Children and mobile technology: the Japanese experience by Masanao Takeyama, in Proceedings of the Children, Mobile Phones and the Internet: the Mobile Internet and Children Conference, 2003. A paper full of compelling insights about how kids use mobile tech and the Internet:
Professor Takeyama described multi-media summer camps (...) in which the children experienced and experimented with new digital media through playing and learning. The children were given mobile technology to try out. The interest was to observe how the kids interacted with the new technology. (...) the children were using GPS, PDAs, digital camera and the Internet and the theme was ‘Exploring Tokyo with wearing digital media’. The kids were given assignments and control centres would receive the information the kids sent in and they would compute a kind of homepage from the uploaded information. The GPS functionality enabled the kids to know where they were and for the organisers to know where the kids were. It was found that the kids were able to learn how to use the new equipment quickly. They didn’t use all functionalities, though the children were able to teach each other. On the Okinawa camp, the children we using i-mode, digital cameras and notebook computers, and the theme was mobile collaboration.

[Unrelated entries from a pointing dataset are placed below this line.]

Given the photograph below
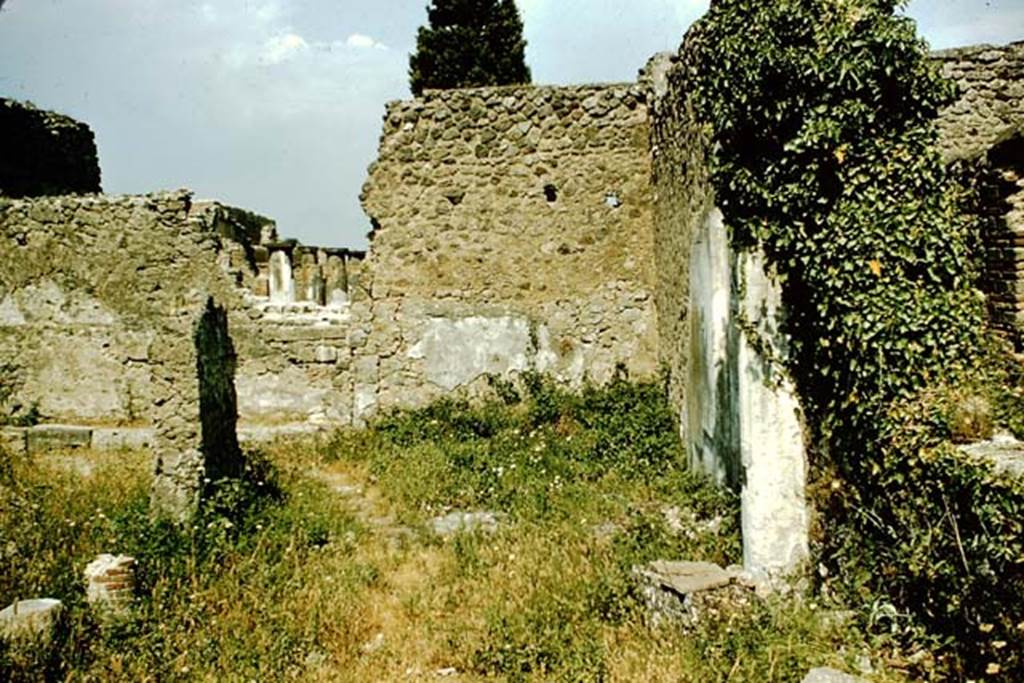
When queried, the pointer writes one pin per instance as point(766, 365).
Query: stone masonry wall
point(45, 153)
point(990, 108)
point(89, 282)
point(84, 282)
point(513, 232)
point(985, 127)
point(683, 200)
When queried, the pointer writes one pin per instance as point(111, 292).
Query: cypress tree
point(469, 43)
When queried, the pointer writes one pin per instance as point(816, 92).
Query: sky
point(275, 105)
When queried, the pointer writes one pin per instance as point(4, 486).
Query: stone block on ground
point(1003, 452)
point(827, 675)
point(13, 439)
point(684, 593)
point(30, 619)
point(456, 522)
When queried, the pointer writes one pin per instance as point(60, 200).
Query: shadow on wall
point(215, 366)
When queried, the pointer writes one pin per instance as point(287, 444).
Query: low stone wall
point(89, 281)
point(44, 153)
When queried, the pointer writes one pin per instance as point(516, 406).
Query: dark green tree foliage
point(820, 118)
point(469, 43)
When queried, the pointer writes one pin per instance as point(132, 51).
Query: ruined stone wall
point(84, 283)
point(683, 201)
point(89, 283)
point(985, 127)
point(990, 107)
point(513, 232)
point(44, 153)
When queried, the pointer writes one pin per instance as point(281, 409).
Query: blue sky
point(275, 105)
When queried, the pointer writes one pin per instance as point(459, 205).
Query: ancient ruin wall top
point(45, 153)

They even performed a 'mobile haiku contest':
The mobile Haiku contest was designed so young people and older people can pair and express themselves by creating Haiku, 17 syllable poems, while walking around town. The same experiment was done throughout the nation. The poems were uploaded, and it was possible to evaluate and score the poems. Any one could participate and act as a judge.
It's a pity, the article is a bit short on how the kids employed the GPS, how they managed to use it and what kind of things emerged from this.